Metadata-Version: 2.1
Name: hashed-list
Version: 1.0.0
Summary: An auto-indexed Python List data structure with constant time .index() method
Home-page: https://github.com/imranariffin/hashed-list
Author: Imran Ariffin
Author-email: ariffin.imran@gmail.com
License: UNKNOWN
Project-URL: Bug Tracker, https://github.com/imranariffin/hashed-list/issues
Platform: UNKNOWN
Classifier: Programming Language :: Python :: 3
Classifier: License :: OSI Approved :: MIT License
Classifier: Operating System :: OS Independent
Requires-Python: >=3.5
Description-Content-Type: text/markdown
License-File: LICENSE

# HashedList
A List with O(1) time complexity for `.index()` method, instead of O(N).

# Description

A data structure that is pretty much a Python list, except that:
1. The method `.index(value)` is O(1) (Good)
2. The data structure uses twice more memory due to indexing
   (Not good but still okay)
3. Items must be unique.
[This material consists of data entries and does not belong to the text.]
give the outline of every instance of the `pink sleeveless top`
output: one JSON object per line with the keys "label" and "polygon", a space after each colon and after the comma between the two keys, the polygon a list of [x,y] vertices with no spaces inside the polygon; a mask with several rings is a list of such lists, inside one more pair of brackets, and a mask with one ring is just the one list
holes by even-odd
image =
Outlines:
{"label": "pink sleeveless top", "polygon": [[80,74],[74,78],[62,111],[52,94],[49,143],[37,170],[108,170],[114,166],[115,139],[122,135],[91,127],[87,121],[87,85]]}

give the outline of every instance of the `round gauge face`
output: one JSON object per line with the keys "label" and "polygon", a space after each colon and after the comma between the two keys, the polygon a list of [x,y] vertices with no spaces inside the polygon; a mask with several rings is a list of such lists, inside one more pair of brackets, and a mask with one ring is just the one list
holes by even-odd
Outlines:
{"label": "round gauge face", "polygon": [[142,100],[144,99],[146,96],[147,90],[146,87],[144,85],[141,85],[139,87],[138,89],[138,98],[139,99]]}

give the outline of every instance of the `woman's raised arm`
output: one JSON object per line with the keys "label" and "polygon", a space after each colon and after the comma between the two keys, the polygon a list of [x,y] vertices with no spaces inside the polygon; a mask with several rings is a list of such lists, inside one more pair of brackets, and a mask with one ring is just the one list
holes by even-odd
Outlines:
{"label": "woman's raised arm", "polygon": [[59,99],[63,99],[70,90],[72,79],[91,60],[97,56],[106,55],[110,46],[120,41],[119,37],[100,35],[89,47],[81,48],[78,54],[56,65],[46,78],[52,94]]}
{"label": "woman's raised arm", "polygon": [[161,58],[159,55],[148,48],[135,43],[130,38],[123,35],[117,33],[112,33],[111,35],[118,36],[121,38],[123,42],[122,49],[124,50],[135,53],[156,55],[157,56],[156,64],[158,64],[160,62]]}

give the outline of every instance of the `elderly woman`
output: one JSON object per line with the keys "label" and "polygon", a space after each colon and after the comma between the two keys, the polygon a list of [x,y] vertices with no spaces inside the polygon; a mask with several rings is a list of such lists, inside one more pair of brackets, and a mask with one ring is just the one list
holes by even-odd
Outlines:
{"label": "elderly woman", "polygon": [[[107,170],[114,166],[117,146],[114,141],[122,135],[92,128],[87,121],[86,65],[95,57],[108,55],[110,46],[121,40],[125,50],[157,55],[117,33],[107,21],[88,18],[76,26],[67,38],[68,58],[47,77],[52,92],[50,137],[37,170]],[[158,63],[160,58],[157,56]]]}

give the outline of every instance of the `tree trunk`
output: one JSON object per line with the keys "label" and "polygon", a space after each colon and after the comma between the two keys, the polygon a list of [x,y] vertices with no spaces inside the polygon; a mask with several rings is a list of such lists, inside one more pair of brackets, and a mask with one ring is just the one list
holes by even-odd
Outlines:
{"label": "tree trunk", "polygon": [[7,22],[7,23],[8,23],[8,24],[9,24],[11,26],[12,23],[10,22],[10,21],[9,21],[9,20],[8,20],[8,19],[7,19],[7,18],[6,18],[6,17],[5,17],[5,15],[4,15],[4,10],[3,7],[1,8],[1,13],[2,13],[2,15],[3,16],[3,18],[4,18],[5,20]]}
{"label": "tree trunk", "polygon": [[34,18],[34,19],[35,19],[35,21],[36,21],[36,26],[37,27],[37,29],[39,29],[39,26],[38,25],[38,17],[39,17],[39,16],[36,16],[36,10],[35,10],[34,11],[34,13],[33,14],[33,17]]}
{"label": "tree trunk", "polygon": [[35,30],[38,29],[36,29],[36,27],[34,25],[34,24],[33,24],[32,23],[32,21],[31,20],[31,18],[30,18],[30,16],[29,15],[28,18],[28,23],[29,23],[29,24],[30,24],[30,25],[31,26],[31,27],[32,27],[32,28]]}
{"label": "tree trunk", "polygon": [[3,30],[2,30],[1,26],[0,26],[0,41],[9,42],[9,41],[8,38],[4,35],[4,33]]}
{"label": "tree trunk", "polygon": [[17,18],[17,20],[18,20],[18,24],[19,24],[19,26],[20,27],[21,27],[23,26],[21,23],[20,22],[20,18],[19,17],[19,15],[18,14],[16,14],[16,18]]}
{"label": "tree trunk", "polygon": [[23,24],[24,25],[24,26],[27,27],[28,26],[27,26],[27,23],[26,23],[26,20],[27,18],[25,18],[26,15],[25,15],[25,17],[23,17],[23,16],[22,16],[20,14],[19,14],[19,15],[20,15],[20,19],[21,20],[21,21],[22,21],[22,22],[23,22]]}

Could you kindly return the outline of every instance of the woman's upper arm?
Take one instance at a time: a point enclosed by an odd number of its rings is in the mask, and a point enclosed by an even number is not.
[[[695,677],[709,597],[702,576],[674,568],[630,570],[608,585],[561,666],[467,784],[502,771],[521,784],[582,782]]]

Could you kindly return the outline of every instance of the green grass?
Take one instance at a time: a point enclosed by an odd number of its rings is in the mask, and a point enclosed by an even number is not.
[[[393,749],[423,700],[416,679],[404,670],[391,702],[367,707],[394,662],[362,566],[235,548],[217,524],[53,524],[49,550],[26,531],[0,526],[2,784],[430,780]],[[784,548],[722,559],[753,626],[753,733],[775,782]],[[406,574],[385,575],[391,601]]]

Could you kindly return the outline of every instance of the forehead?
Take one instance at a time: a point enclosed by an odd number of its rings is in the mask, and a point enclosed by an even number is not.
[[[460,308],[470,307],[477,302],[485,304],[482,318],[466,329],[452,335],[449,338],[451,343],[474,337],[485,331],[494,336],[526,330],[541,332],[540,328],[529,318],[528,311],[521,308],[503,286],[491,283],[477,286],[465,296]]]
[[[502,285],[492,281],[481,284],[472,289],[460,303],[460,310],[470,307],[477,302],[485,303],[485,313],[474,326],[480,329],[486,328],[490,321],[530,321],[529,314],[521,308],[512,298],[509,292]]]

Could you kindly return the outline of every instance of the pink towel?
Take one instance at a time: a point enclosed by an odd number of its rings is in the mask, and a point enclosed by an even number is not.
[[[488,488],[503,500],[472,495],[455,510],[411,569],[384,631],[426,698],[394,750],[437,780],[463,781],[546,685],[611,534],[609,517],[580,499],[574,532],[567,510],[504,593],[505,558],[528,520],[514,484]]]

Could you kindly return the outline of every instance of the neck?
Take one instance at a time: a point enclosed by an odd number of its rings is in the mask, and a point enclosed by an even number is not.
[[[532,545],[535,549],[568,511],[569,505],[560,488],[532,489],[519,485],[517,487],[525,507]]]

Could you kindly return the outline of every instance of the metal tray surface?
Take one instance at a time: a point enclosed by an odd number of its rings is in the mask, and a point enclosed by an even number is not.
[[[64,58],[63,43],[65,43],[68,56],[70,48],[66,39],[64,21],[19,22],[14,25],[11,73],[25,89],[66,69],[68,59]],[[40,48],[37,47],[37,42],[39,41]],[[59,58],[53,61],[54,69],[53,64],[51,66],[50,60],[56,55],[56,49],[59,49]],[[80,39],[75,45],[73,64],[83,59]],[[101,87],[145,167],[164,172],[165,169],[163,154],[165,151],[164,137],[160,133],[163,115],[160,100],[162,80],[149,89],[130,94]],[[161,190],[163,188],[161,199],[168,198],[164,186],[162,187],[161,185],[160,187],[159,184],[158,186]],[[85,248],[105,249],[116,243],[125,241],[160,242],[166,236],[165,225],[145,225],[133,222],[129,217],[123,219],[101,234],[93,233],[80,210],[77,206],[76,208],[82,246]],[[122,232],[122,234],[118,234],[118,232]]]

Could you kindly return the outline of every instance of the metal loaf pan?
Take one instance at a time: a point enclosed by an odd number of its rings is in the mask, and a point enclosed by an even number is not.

It will raise DuplicateValueError if
   duplicate item is provided

## Main use case:
You have a huge list of unique items that:
1. You may update the list (remove, insert, set value etc) from
   time to time
2. You may get the index of a specific item in the list from
   time to time

In this case, using just a regular list definitely works but will cost
you O(N) each time you get the index of a specific item. Or, you can
maintain along the list a dictionary of item => index ,but that will cost
you the burden of updating the dictionary everytime the list is updated.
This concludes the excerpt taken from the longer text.